Father Juan tries to console Ezekiel's grieving father
Of course, I didn’t come up with answers—I seldom do. So I won’t be illuminating the people of Xochitepec (or the reader of this blog) with any pearls of wisdom. All I can do is recommit myself to trying to really see and trying to follow Jesus’ Way as best I can. I consider myself blessed to be surrounded by so many friends who are trying to do the same and who teach me by their example.
After the burial, all attendees were invited to lunch. The orange bucket has water to wash hands;
the yellow bucket has tortillas; the blue bucket has pieces of chicken. And, of course, Pepsi.
A special blessing this past week was the opportunity to spend time with Tlapa’s former bishop, Alejo Zavala Castro. Bishop Alejo is now retired in Morelia, Michoacán, but the Diocese of Tlapa wanted to offer him a final “Thank you” for his fourteen years as pastor of the diocese (and I had been his assistant for ten of those years). I wish I could describe the huge celebration given to Bishop Alejo, but his Jeep broke down as I was driving him to Tlapa, so he continued on in a bus that passed by, and I stayed with the Jeep to try to get it fixed. The celebration began at 12 noon; I arrived in Tlapa with the repaired Jeep at 8 that night. But at least I arrived.  
Bishop Alejo being greeted by friends in Tlapa
And there was lots of activity these past days as Tlapa celebrated its largest annual religious feast day. October 23 is the feast day of El Señor del Nicho—the Lord of the Niche. The story is told that the Augustinian priests who evangelized the mountains in the 1500s brought over from Spain a three-meter image of the crucified Jesus. At the beginning of the past century, while excavating at Tlapa’s main church after an earthquake had destroyed it, workers found the image in the rubble—but the image had not a scratch on it. Falling beams had created a natural “niche” to protect it from all of the other wreckage that came tumbling down. Such a “miraculous” occurrence gave rise to a special veneration for this image.
The Lord of the Niche being carried out of the cathedral
The highlight of the day is an afternoon procession (lasting about four hours) with this image of Jesus throughout the city of Tlapa.

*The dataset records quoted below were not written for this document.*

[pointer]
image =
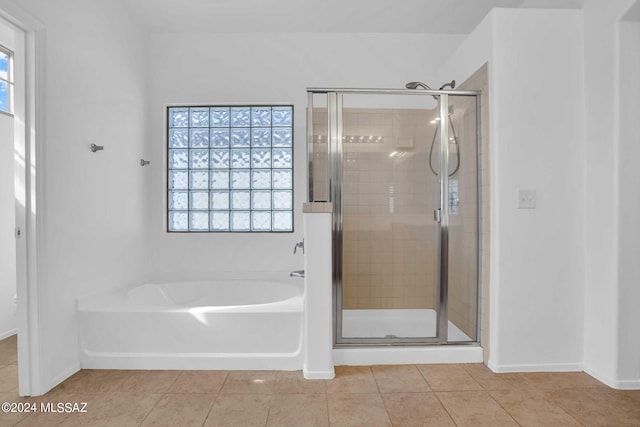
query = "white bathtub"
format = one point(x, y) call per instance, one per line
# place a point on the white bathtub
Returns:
point(222, 324)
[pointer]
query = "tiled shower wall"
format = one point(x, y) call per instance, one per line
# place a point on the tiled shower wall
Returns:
point(389, 250)
point(390, 239)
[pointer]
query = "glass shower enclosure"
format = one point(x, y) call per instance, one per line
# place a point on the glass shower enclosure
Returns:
point(401, 169)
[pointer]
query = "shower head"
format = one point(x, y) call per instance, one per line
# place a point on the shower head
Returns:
point(415, 85)
point(452, 85)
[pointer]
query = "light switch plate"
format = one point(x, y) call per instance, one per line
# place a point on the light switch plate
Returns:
point(526, 199)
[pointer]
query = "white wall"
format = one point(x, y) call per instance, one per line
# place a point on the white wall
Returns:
point(610, 229)
point(536, 144)
point(7, 209)
point(94, 213)
point(264, 68)
point(629, 197)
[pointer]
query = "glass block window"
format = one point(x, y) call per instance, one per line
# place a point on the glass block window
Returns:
point(230, 168)
point(6, 80)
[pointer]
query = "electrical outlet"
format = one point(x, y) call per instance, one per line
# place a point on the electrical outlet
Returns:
point(526, 199)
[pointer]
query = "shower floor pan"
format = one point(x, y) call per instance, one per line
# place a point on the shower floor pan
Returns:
point(409, 323)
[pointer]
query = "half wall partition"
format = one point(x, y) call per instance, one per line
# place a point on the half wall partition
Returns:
point(405, 233)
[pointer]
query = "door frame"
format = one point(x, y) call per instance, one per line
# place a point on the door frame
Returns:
point(29, 121)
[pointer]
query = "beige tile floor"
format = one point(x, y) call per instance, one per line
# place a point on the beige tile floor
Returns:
point(363, 396)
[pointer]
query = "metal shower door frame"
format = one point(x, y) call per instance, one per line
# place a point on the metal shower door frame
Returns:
point(441, 214)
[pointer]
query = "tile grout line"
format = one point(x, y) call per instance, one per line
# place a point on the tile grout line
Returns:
point(164, 394)
point(500, 405)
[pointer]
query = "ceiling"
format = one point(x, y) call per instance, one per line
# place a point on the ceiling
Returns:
point(337, 16)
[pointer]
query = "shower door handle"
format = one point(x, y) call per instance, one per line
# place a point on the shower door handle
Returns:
point(437, 215)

Families and businesses purchase lots of sawdust ahead of time, dye the sawdust different colors, and make a pictorial carpet of sawdust on the street in front of their house or business.
Families on Matamoros Street preparing their sawdust carpets on the morning before the procession
Of course, the thousands of “pilgrims” in the procession “destroy” the carpet, but at least it is in good shape when Jesus (whose image leads the procession) passes in front of their location.

I was toward the rear of the procession, and yet all of these people were behind me.
So, yes, it is definitely a huge procession.
The idea of “really seeing” occurred to me during that procession too. Most of the sawdust carpets have typical religious images: crosses, doves, Bibles, bread and wine, Jesus, etc. But several families remembered the 43 students from the Ayotzinapa teachers college who were “disappeared” just over a year ago, and their sawdust carpet referred to this terrible crime.
This reads: Lord of the Niche, the Mountain cries out for justice and truth for the 43.
This reads: We place in your hands your 43 children.
So I will continue asking myself tough questions. Do I really want to see? If I do allow myself to really see, what might that mean in terms of my following of Jesus’ Way? What does life look like when seen from the underside of history, from the side of the victims of this global reality of power, privilege, and inequity? How can I (and Mission Mexico) best respond to this challenge of living faithfully as a servant of the living God? I suspect that you, the reader, would not be reading these lines if you weren’t asking the same kinds of questions. I honestly wish you well in your journey toward a response. Feliz camino.